2to3 chokes on bad character

Thu Feb 24 06:45:00 EST 2011

On Feb 23, 7:47 pm, "Frank Millman" <fr... at chagford.com> wrote:
> Hi all
>
> I don't know if this counts as a bug in 2to3.py, but when I ran it on my
> program directory it crashed, with a traceback but without any indication of
> which file caused the problem.
>
[traceback snipped]

> UnicodeDecodeError: 'utf8' codec can't decode byte 0x92 in position 5055:
> invalid start byte
>
> On investigation, I found some funny characters in docstrings that I
> copy/pasted from a pdf file.
>
> Here are the details if they are of any use.
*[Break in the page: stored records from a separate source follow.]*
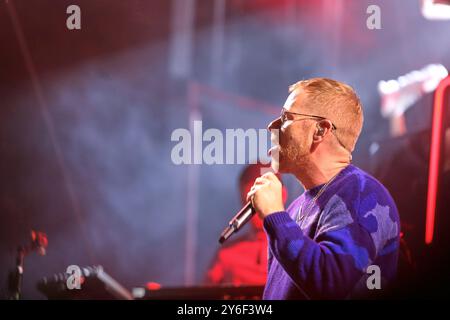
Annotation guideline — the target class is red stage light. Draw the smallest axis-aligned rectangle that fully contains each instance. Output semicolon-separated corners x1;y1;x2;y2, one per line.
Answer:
425;77;450;244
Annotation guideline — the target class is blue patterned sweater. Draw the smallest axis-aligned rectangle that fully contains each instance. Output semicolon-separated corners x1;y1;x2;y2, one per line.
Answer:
263;165;400;300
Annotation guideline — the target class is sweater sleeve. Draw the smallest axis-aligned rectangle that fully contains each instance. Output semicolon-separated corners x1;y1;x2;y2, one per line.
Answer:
264;208;376;299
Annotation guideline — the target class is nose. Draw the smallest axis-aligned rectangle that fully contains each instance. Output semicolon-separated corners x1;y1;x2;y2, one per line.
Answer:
267;117;281;131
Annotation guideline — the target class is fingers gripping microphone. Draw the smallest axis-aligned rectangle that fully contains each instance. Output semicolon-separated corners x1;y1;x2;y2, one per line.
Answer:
219;201;256;244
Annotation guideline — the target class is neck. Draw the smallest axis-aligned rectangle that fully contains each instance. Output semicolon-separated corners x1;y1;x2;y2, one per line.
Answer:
294;157;350;190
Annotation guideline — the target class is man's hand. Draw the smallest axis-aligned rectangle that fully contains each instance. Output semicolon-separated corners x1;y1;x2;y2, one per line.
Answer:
247;172;284;219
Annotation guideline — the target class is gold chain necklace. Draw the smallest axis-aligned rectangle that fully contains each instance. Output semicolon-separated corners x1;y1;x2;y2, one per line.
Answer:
295;170;343;224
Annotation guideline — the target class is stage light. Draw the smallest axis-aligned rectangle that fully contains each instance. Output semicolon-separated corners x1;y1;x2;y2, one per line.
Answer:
422;0;450;20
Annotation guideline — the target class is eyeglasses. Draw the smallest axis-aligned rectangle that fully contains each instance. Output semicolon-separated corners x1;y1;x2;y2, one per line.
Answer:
280;108;337;130
280;108;351;153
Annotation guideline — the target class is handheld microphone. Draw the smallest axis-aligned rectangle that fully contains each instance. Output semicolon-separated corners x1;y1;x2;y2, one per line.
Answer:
219;201;256;244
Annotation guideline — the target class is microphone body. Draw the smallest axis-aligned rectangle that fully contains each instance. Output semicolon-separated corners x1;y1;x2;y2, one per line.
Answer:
219;201;256;244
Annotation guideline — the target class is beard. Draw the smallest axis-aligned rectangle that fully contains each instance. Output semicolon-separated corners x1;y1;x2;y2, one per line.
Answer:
278;137;310;173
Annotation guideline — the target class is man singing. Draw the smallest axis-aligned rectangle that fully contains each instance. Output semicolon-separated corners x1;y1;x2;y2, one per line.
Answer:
247;78;400;299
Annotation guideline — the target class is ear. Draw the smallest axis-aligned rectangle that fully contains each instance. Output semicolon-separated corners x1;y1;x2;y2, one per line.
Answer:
313;120;333;142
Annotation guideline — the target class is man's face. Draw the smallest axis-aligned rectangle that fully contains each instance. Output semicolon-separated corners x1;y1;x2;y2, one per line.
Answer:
268;89;315;173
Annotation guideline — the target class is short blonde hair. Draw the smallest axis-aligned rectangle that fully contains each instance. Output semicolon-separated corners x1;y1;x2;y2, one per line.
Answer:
289;78;364;152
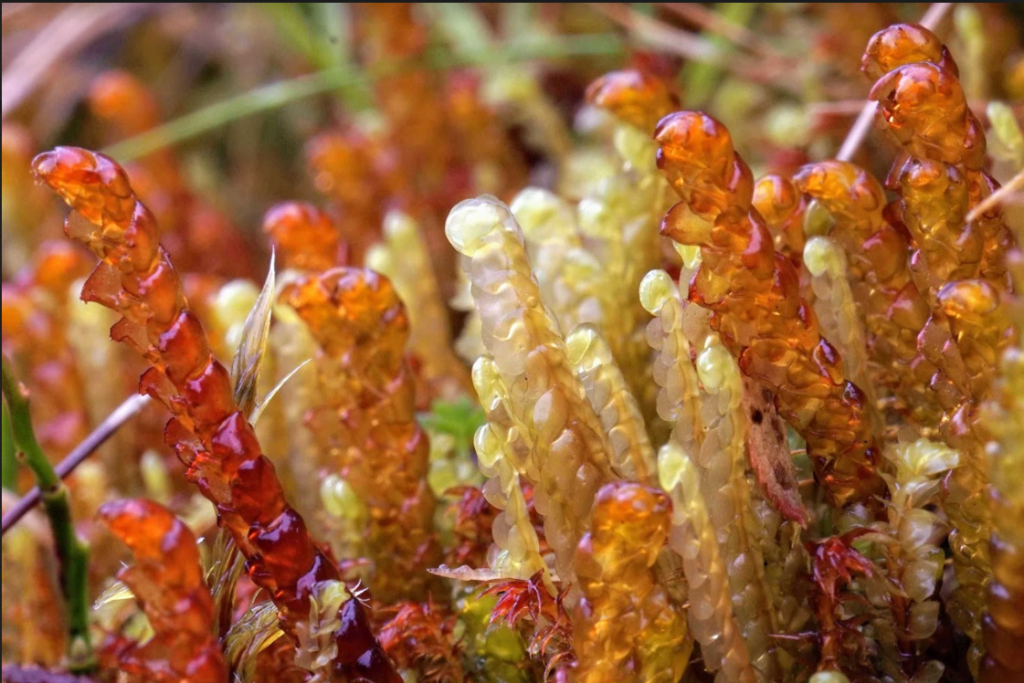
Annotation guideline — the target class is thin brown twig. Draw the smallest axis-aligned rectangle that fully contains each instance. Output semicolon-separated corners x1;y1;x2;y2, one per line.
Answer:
836;2;956;161
967;171;1024;223
591;3;799;94
658;2;790;61
0;394;150;536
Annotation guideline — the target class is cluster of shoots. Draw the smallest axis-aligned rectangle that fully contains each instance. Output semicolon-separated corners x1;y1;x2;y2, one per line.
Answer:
3;5;1024;683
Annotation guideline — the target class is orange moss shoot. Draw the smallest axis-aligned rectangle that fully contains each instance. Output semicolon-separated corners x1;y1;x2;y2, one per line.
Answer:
656;112;883;504
33;147;398;683
282;268;440;602
99;499;227;683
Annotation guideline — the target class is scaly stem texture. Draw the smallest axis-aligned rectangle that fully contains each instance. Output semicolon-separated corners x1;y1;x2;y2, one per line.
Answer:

Oddly, I found two instances
> where characters 'look like' apostrophes when viewed in my text editor, but
> one of them was accepted by 2to3 and the other caused the crash.
>
> The one that was accepted consists of three bytes - 226, 128, 153 (as
> reported by python 2.6)

How did you incite it to report like that? Just use repr(the_3_bytes).
It'll show up as '\xe2\x80\x99'.

 >>> from unicodedata import name as ucname
 >>> ''.join(chr(i) for i in (226, 128, 153)).decode('utf8')
 u'\u2019'
 >>> ucname(_)
 'RIGHT SINGLE QUOTATION MARK'

What you have there is the UTF-8 representation of U+2019 RIGHT SINGLE
QUOTATION MARK. That's OK.

 or 226, 8364, 8482 (as reported by python3.2).

Sorry, but you have instructed Python 3.2 to commit a nonsense:

 >>> [ord(chr(i).decode('cp1252')) for i in (226, 128, 153)]
 [226, 8364, 8482]

In other words, you have taken that 3-byte sequence, decoded each byte
separately using cp1252 (aka "the usual suspect") into a meaningless
Unicode character and printed its ordinal.

In Python 3, don't use repr(); it has undergone the MHTP
transformation and become ascii().

>
> The one that crashed consists of a single byte - 146 (python 2.6) or 8217
> (python 3.2).

 >>> chr(146).decode('cp1252')
 u'\u2019'
 >>> hex(8217)
 '0x2019'

> The issue is not that 2to3 should handle this correctly, but that it should
> give a more informative error message to the unsuspecting user.

Your Python 2.x code should be TESTED before you poke 2to3 at it. In
this case just trying to run or import the offending code file would
have given an informative syntax error (you have declared the .py file
to be encoded in UTF-8 but it's not).

> BTW I have always waited for 'final releases' before upgrading in the past,
> but this makes me realise the importance of checking out the beta versions -
> I will do so in future.

I'm willing to bet that the same would happen with Python 3.1, if a
3.1 to 3.2 upgrade is what you are talking about